Im Sperrgebiet von Tschernobyl soll es schwere Gefechte gegeben haben. Sorge bereiten aber vor allem mögliche Kämpfe nahe der aktiven Atomkraftwerke.


Die Gefechte rund um das Gelände des 1986 havarierten Kernkraftwerks Tschernobyl könnten zusätzliche radioaktive Strahlung freigesetzt haben. An einer „erheblichen Zahl von Beobachtungspunkten“ in der Sperrzone des Kernkraftwerks Tschernobyl sei die Dosis an Gammastrahlung gestiegen, berichtete die nukleare Aufsichtsbehörde der Ukraine am Freitagmorgen auf Facebook.
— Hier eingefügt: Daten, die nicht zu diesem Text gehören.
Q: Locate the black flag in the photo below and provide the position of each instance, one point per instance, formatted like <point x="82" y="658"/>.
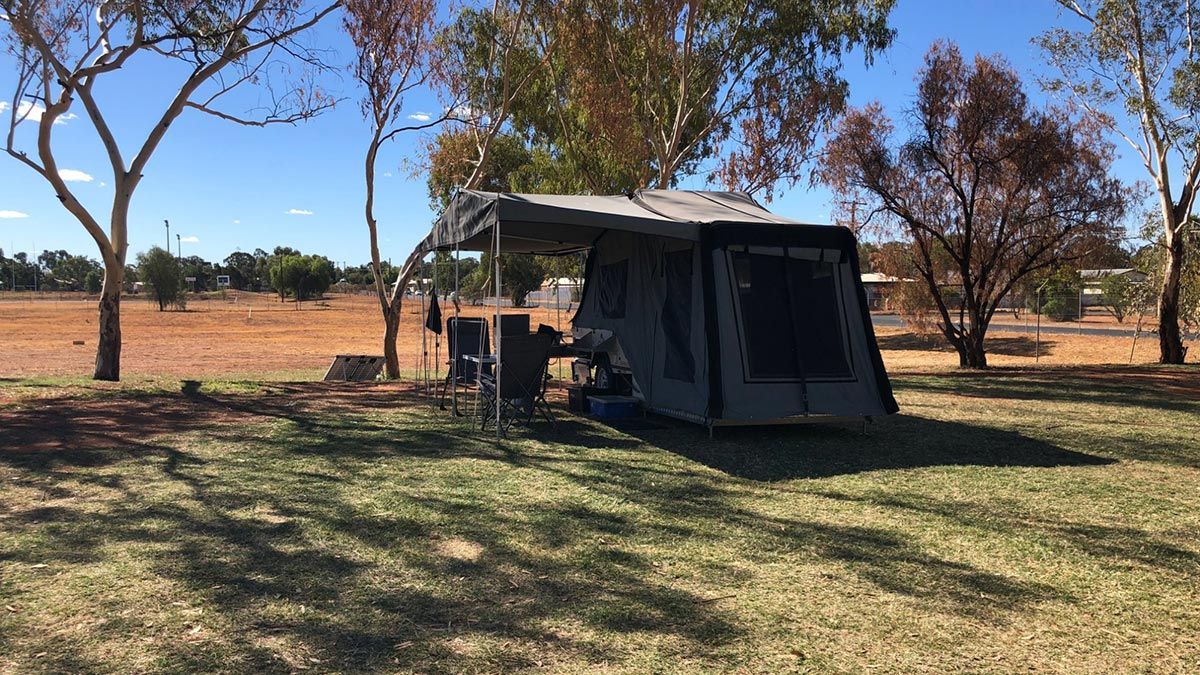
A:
<point x="433" y="320"/>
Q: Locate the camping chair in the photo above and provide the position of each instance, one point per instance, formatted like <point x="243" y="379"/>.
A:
<point x="466" y="336"/>
<point x="522" y="375"/>
<point x="513" y="324"/>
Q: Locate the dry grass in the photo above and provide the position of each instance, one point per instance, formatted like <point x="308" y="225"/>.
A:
<point x="255" y="335"/>
<point x="1021" y="519"/>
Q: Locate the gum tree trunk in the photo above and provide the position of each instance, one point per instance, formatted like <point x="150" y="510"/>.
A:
<point x="1170" y="342"/>
<point x="108" y="348"/>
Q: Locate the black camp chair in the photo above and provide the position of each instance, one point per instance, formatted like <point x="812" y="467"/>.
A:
<point x="467" y="336"/>
<point x="513" y="324"/>
<point x="522" y="375"/>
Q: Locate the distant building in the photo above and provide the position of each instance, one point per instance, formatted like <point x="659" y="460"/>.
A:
<point x="1093" y="279"/>
<point x="876" y="286"/>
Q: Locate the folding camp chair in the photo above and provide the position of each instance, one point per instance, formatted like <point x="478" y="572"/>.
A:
<point x="467" y="336"/>
<point x="522" y="377"/>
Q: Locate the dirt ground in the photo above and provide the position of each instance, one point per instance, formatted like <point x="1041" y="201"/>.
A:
<point x="246" y="334"/>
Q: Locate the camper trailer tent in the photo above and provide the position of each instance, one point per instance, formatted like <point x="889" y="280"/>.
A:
<point x="725" y="312"/>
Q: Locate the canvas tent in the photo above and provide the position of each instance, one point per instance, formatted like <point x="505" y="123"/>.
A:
<point x="725" y="311"/>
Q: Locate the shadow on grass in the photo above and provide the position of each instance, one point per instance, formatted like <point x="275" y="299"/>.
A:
<point x="1008" y="346"/>
<point x="821" y="451"/>
<point x="346" y="524"/>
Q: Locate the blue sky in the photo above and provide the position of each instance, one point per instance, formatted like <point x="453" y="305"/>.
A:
<point x="227" y="187"/>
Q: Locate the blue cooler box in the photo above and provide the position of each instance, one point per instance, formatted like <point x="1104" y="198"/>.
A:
<point x="615" y="407"/>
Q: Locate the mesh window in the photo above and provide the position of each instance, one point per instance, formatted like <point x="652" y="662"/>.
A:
<point x="679" y="363"/>
<point x="790" y="318"/>
<point x="613" y="284"/>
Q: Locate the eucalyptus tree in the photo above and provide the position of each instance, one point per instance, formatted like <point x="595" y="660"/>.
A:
<point x="393" y="41"/>
<point x="63" y="48"/>
<point x="987" y="189"/>
<point x="1134" y="66"/>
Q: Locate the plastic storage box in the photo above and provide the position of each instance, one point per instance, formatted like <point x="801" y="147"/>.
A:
<point x="615" y="407"/>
Wenige Stunden später gab sie vorerst Entwarnung. Experten begründeten den Anstieg damit, dass durch die Kampfhandlungen und die Bewegung schweren Militärgeräts die oberste Erdschicht aufgewühlt und radioaktiver Staub freigesetzt werde. Allerdings riefen die Kämpfe nahe der Anlage die Sorge hervor, der Sarkophag des havarierten AKW könne Schaden nehmen. Auch die Internationale Atomenergiebehörde (IAEA) äußerte diese Befürchtung, teilte jedoch am Freitagabend mit, dass die Strahlungswerte innerhalb der bisherigen Messungen in der Sperrzone lägen. „Deshalb stellen sie keine Gefahr für die Öffentlichkeit dar“, schrieb die Organisation in Wien.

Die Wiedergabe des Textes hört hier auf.